Dari dua aspek tersebut, tentu dapat disimpulkan bahwa keputusan pernikahan Ulfa dan Syekh Puji merupakan kejadian yang memprihatinkan dan patut mendapat perhatian dari kalangan luas sehingga dapat mencegah kejadian yang sama terulang kembali.
Anak berusia 12 tahun termasuk dalam usia perkembangan anak-anak akhir. Pada masa ini anak-anak sedang mengembangkan konsep dirinya dengan seluas-luasnya mengeksplorasi kemampuannya. Maka bisa dibayangkan, Ulfa dalam masa perkembangannya telah diberikan pilihan yang amat sempit untuk menjadi istri (dan kemudian menjadi ibu) pada usia yang amat belia. Potensi dirinya yang amat mungkin dikembangkan (mengingat prestasi akademiknya yang baik menurut kesaksian para gurunya-yang saya dengar dari sebuah televisi swasta) menjadi terhambat. Dari sudut ini, jelaslah Ulfa mengalami kerugian dalam mengembangkan dirinya. Belum lagi kerugian yang mungkin sekali dialami anak-anak yang akan dihasilkan dari pekawinan ini akibat kurangnya kesiapan mental dari Ulfa untuk menjadi seorang ibu.

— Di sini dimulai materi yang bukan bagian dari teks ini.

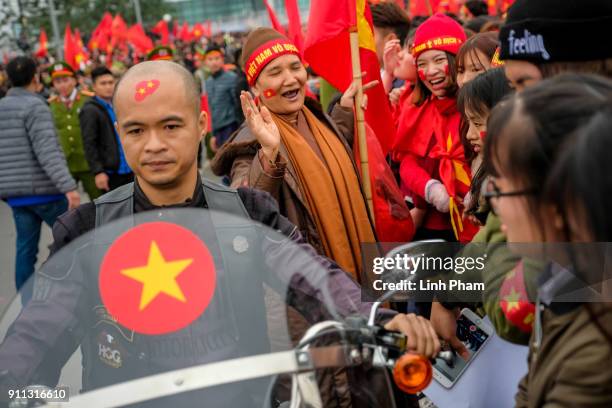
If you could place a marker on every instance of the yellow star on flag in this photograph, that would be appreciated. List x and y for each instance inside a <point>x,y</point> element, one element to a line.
<point>158,276</point>
<point>513,300</point>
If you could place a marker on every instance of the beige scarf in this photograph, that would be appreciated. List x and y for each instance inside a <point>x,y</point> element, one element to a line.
<point>331,191</point>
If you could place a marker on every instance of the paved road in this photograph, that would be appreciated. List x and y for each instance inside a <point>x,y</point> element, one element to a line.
<point>71,374</point>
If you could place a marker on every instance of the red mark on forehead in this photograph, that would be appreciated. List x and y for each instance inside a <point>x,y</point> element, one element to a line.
<point>269,93</point>
<point>421,73</point>
<point>145,88</point>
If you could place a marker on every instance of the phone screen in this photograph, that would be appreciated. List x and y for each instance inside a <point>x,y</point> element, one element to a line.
<point>473,337</point>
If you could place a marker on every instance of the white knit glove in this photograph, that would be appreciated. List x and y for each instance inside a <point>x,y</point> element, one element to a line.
<point>436,195</point>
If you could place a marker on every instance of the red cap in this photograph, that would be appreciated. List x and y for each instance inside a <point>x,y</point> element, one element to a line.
<point>438,32</point>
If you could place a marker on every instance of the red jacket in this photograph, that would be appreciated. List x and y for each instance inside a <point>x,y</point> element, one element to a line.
<point>428,146</point>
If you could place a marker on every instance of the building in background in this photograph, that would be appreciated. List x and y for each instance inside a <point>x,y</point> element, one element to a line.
<point>232,15</point>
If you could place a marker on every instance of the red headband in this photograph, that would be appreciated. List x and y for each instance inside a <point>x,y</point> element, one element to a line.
<point>265,54</point>
<point>443,43</point>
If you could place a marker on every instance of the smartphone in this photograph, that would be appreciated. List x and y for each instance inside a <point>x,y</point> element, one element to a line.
<point>474,333</point>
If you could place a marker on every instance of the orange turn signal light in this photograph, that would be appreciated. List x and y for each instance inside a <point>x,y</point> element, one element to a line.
<point>412,373</point>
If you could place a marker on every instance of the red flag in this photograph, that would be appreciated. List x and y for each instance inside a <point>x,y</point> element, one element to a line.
<point>175,30</point>
<point>327,50</point>
<point>273,19</point>
<point>101,34</point>
<point>81,54</point>
<point>295,24</point>
<point>70,49</point>
<point>161,28</point>
<point>118,31</point>
<point>139,40</point>
<point>514,300</point>
<point>197,32</point>
<point>208,29</point>
<point>43,44</point>
<point>185,35</point>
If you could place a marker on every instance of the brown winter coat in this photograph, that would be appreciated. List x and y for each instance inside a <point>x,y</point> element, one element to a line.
<point>238,158</point>
<point>573,365</point>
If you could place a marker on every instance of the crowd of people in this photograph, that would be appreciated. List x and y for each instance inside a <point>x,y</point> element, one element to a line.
<point>502,124</point>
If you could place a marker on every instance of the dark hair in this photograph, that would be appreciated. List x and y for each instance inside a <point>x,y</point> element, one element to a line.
<point>580,187</point>
<point>480,96</point>
<point>582,173</point>
<point>526,133</point>
<point>21,71</point>
<point>417,21</point>
<point>421,93</point>
<point>477,23</point>
<point>600,67</point>
<point>477,7</point>
<point>486,43</point>
<point>388,15</point>
<point>99,71</point>
<point>494,24</point>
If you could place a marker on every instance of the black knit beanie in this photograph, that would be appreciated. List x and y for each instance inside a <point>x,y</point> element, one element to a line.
<point>557,31</point>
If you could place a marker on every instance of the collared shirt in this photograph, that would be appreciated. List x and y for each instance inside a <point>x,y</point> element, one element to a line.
<point>124,168</point>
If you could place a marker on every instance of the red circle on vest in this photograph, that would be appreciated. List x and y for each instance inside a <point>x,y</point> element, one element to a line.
<point>157,278</point>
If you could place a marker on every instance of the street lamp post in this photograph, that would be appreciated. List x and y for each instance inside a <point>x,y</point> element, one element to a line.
<point>59,52</point>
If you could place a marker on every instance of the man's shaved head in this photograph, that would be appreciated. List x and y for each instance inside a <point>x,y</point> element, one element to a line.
<point>167,71</point>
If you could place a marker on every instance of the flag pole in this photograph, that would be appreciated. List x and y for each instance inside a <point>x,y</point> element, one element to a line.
<point>361,133</point>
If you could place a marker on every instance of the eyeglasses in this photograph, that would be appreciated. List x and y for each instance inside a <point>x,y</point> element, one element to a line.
<point>490,190</point>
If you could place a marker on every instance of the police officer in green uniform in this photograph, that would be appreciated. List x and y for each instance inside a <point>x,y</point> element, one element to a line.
<point>65,107</point>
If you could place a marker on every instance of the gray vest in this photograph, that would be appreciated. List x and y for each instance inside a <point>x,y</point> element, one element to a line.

Setelah melihat dampak pernikahan tersebut pada diri Ulfa, maka berikutnya saya ingin menyorot mengenai perkembangan moral Ulfa, untuk lebih memahami bagaimana anak seusia Ulfa menimbang nilai-nilai atau norma-norma masyarakat sehingga memutuskan untuk menikah.
Anak usia 10-13 tahun memasuki tahapan perkembangan moral yang disebut Conventional Morality (Kohlberg, 1964 dalam Pappalia & Olds, 1995). Dalam tahapan ini, anak telah menginternalisasi standard yang diberikan figur otoritas dalam lingkungannya. Mereka menaati peraturan untuk menyenangkan hati orang lain atau menjaga keteraturan. Jadi dapat dikatakan Ulfa, yang berusia 12 tahun, memiliki pertimbangan moral yang amat tergantung pada nilai-nilai yang ditanamkan oleh keluarganya, sebagai lingkungan sosial yang terdekat baginya. Keputusannya untuk menikah bisa diasumsikan merupakan keputusan yang diambil hanya untuk ‘menyenangkan’ orangtua dan lingkungannya. Artinya, pihak keluarga (orangtua Ulfa) merupakan pihak yang memiliki ‘wewenang’ paling besar untuk mencegah atau membatalkan perkawinan ini. Maka patutlah kita memandang peristiwa ini bukan hanya dengan menyorot Ulfa dan Syekh sebagai tokoh utama, namun juga bagaimana pengaruh/peranan keluarga, terutama peranan orangtua Ulfa. Latar belakang inilah yang bisa membuat kita, terutama sebagai keluarga, dapat mengambil pelajaran agar dapat lebih baik lagi melindungi anak-anak kita. Namun, rasanya pembahasan peristiwa ini kebanyakan masih berkembang sekitar ranah hukum serta pemahaman agama. Semoga dengan peristiwa ini kita semakin disadarkan betapa pengaruh keluarga amat menentukan ‘nasib’ seorang anak.
Dari dua aspek tersebut, tentu dapat disimpulkan bahwa keputusan pernikahan Ulfa dan Syekh Puji merupakan kejadian yang memprihatinkan dan patut mendapat perhatian dari kalangan luas sehingga dapat mencegah kejadian yang sama terulang kembali.